Ich habe lange Zeit für eine Institution gearbeitet, die Arbeitsangebote für Menschen mit Behinderungen bereitstellt. In der Zeit wurde mir immer deutlicher, dass es für bestimmte Personengruppen fast nicht möglich ist, in ihrer Freizeit an Kunst und Kultur teilzunehmen. Schon während meiner Angestelltenzeit habe ich angefangen, nebenberuflich Kulturformate für genau solche Menschen mit Einschränkungen zu entwickeln. Ich versuche die Welt von ihrer Warte aus zu verstehen. Wofür könnten sie sich interessieren? Was macht ihnen Freude? Wie können sie mit ihren Möglichkeiten an Kultur teilnehmen und sich ausdrücken? Die daraus entstehenden Angebote sind barrierefrei, was sich sowohl aufs Örtliche beziehen kann, dann aber auch im Sinne von niedrigschwellig.

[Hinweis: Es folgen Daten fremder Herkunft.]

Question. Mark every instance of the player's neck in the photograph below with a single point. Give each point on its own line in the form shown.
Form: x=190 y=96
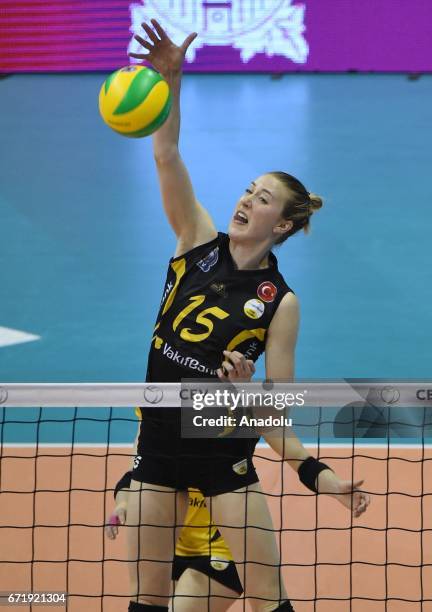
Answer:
x=248 y=257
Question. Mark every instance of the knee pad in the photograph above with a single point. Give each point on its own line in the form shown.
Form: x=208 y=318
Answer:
x=135 y=606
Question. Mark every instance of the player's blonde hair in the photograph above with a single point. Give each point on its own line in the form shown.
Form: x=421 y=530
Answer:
x=300 y=205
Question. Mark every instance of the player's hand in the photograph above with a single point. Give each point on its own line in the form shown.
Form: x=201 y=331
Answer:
x=166 y=57
x=351 y=497
x=117 y=518
x=236 y=367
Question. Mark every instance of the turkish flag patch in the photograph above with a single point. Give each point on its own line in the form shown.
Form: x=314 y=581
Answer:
x=267 y=291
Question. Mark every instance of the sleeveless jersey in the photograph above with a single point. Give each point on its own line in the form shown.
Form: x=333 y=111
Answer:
x=209 y=306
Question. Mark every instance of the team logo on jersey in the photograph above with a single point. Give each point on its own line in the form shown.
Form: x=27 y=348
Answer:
x=219 y=288
x=209 y=260
x=218 y=564
x=240 y=468
x=266 y=291
x=254 y=309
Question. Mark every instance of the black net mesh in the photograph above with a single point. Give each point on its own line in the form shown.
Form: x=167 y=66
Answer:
x=57 y=497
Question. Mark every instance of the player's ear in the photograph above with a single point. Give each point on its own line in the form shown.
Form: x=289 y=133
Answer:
x=283 y=227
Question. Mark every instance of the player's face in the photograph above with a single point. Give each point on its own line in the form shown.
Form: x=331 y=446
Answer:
x=258 y=214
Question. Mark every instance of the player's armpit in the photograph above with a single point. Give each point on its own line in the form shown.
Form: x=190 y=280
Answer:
x=190 y=221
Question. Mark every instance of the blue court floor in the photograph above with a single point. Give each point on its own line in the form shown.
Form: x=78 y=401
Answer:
x=84 y=243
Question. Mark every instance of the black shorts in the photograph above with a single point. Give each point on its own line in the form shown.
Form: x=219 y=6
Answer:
x=224 y=572
x=214 y=466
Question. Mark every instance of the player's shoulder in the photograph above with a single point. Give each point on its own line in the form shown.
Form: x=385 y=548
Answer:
x=190 y=250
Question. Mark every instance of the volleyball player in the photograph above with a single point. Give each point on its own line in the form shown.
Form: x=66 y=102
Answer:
x=204 y=574
x=224 y=303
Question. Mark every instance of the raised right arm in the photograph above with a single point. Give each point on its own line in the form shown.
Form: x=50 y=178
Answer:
x=189 y=219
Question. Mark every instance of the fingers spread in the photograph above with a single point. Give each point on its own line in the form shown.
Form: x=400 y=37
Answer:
x=159 y=29
x=188 y=41
x=143 y=42
x=150 y=33
x=142 y=56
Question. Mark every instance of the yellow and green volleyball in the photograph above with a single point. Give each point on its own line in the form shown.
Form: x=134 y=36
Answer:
x=134 y=101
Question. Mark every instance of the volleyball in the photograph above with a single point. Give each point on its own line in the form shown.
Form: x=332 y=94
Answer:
x=134 y=101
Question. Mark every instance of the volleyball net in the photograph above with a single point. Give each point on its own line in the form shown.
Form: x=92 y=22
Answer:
x=64 y=447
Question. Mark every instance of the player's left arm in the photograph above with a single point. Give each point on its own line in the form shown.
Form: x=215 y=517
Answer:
x=280 y=362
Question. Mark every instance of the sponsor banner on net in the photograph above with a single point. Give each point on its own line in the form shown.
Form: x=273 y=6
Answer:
x=200 y=393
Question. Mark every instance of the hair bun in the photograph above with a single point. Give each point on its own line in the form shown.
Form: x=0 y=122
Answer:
x=316 y=202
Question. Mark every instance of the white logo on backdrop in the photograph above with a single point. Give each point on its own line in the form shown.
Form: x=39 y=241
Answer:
x=273 y=27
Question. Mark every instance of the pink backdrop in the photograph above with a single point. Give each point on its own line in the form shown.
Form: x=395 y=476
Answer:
x=338 y=35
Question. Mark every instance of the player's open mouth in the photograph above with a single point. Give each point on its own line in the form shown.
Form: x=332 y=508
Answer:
x=240 y=217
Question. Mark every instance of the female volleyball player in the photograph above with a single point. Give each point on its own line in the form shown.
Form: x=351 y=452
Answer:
x=224 y=303
x=204 y=574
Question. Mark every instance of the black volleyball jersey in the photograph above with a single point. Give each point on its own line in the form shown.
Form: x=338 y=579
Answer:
x=209 y=306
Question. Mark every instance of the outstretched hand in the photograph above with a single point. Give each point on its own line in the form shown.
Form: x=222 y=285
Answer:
x=166 y=57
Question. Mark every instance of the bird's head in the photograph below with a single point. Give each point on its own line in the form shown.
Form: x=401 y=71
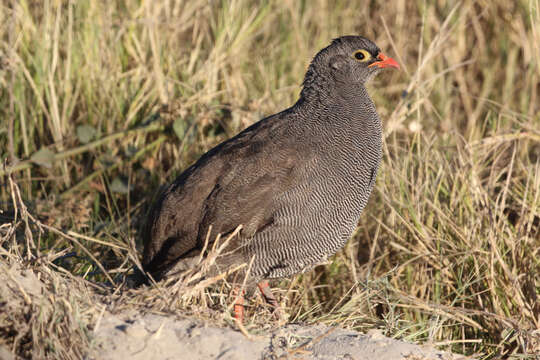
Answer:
x=350 y=60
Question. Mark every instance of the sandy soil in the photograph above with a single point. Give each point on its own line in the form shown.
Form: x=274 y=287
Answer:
x=132 y=335
x=150 y=336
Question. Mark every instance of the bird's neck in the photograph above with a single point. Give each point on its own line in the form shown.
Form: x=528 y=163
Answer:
x=320 y=95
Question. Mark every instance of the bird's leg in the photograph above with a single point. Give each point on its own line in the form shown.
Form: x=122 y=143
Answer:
x=269 y=297
x=238 y=304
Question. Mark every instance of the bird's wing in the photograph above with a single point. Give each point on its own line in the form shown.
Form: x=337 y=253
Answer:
x=233 y=184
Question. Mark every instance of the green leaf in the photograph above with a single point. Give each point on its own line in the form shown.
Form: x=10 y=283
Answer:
x=85 y=133
x=43 y=157
x=119 y=185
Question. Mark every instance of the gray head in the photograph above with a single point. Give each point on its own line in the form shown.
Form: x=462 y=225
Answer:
x=348 y=60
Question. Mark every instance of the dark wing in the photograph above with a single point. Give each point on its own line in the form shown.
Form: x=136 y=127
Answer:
x=233 y=184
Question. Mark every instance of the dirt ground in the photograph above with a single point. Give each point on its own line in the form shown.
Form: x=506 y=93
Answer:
x=160 y=337
x=132 y=335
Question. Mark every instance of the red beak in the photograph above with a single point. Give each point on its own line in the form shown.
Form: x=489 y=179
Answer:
x=385 y=61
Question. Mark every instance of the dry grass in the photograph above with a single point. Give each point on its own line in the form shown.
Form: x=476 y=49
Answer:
x=125 y=95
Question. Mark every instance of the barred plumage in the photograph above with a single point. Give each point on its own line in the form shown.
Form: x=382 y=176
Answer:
x=297 y=181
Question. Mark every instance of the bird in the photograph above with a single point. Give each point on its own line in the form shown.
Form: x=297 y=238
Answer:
x=296 y=181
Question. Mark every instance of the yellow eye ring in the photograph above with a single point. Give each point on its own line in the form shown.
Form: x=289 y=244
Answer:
x=361 y=55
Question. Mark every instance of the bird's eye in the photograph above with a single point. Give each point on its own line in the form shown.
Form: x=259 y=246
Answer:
x=361 y=55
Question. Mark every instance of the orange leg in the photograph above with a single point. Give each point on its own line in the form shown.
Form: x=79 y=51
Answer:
x=239 y=305
x=269 y=297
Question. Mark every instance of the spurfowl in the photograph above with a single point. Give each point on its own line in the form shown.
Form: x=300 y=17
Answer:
x=296 y=181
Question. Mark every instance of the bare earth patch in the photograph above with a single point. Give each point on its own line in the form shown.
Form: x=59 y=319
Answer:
x=29 y=293
x=137 y=336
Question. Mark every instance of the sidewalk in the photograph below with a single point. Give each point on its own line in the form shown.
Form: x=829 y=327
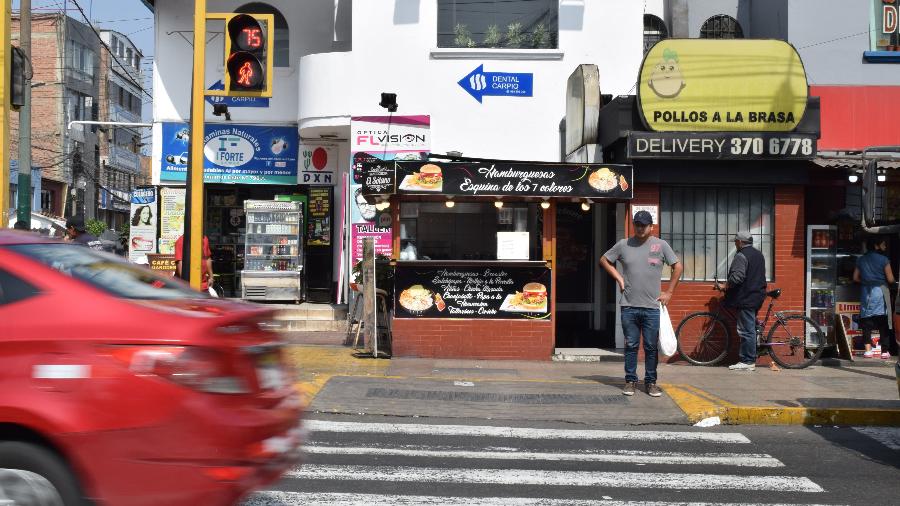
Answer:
x=335 y=381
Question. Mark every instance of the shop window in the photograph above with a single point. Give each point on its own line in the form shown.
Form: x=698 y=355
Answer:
x=885 y=29
x=467 y=231
x=654 y=31
x=700 y=223
x=282 y=55
x=721 y=26
x=514 y=24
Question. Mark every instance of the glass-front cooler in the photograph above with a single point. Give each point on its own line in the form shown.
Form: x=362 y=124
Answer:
x=821 y=277
x=273 y=251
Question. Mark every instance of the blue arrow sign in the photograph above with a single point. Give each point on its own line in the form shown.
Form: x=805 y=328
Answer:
x=235 y=101
x=497 y=84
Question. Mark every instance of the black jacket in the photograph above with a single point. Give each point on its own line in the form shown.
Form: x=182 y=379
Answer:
x=747 y=280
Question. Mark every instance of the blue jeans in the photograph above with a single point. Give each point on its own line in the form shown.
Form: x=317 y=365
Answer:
x=746 y=324
x=635 y=322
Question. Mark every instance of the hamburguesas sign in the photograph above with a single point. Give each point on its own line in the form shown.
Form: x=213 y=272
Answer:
x=702 y=85
x=494 y=179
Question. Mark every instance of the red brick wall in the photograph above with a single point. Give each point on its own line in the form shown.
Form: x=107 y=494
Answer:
x=476 y=339
x=46 y=126
x=790 y=238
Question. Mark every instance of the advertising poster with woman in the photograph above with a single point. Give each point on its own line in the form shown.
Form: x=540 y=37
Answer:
x=142 y=228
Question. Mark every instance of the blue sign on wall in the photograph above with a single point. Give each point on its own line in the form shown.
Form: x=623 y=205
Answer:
x=249 y=154
x=235 y=101
x=479 y=83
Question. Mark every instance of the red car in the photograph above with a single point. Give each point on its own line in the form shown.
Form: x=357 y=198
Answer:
x=120 y=386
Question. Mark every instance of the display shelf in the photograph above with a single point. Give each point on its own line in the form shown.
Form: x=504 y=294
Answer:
x=821 y=276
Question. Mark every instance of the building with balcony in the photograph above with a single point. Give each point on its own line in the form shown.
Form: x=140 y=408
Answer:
x=121 y=98
x=65 y=88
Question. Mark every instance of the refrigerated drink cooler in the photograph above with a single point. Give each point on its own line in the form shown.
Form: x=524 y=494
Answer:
x=273 y=251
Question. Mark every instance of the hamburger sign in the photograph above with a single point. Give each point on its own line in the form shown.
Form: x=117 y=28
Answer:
x=706 y=85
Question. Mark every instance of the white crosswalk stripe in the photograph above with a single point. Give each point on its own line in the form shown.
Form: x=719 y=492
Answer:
x=522 y=433
x=323 y=499
x=557 y=478
x=626 y=456
x=348 y=461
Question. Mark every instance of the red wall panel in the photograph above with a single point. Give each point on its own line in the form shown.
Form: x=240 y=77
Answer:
x=855 y=117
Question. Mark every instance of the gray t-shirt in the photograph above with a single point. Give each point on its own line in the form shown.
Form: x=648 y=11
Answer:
x=642 y=269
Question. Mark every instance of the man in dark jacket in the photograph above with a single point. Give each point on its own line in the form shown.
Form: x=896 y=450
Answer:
x=746 y=291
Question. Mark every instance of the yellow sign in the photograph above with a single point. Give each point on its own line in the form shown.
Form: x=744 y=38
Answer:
x=703 y=85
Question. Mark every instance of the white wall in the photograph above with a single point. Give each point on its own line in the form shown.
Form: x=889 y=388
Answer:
x=393 y=43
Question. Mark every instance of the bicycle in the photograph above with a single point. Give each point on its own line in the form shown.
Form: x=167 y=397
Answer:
x=794 y=341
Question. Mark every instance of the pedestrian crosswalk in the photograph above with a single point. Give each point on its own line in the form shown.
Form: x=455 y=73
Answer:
x=350 y=463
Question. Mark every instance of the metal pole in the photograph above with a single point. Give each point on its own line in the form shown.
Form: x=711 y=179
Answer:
x=193 y=228
x=5 y=24
x=23 y=210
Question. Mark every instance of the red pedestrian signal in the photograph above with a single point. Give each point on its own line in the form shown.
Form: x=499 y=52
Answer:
x=248 y=62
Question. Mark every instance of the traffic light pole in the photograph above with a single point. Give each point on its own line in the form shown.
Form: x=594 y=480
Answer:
x=193 y=229
x=23 y=210
x=5 y=74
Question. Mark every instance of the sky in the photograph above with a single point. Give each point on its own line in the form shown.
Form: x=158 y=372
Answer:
x=130 y=17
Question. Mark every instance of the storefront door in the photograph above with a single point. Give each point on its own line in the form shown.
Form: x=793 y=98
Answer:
x=583 y=315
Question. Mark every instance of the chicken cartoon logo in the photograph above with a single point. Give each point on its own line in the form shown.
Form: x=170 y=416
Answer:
x=665 y=78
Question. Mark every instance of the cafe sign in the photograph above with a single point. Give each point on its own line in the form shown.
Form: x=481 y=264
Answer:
x=714 y=85
x=496 y=179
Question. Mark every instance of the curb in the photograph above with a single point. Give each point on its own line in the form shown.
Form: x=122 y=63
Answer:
x=698 y=404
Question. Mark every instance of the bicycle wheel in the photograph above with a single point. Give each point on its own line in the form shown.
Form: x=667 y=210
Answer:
x=703 y=339
x=795 y=342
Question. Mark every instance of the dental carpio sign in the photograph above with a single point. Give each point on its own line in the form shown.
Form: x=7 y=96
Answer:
x=479 y=84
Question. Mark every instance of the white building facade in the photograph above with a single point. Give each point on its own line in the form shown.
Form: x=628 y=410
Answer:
x=335 y=57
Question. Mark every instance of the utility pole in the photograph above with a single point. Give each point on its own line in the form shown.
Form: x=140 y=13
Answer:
x=193 y=228
x=23 y=210
x=5 y=75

Anfang des Jahres habe ich den Schritt gewagt und mich vollberuflich für die Selbstständigkeit entschieden. Seitdem ist auch das Spektrum meiner Arbeit gewachsen. Die Ukulele zum Beispiel, die vorher nur ein Begleitinstrument gewesen ist, lehre ich inzwischen im ganz klassischen Unterricht, der sich an alle Anfänger richtet. Das ist übrigens ganz typisch dafür, wie sich mein Unternehmen entwickelt: Man muss die Gelegenheiten nutzen und offen sein für Wege, die man vorher nicht im Kopf hatte.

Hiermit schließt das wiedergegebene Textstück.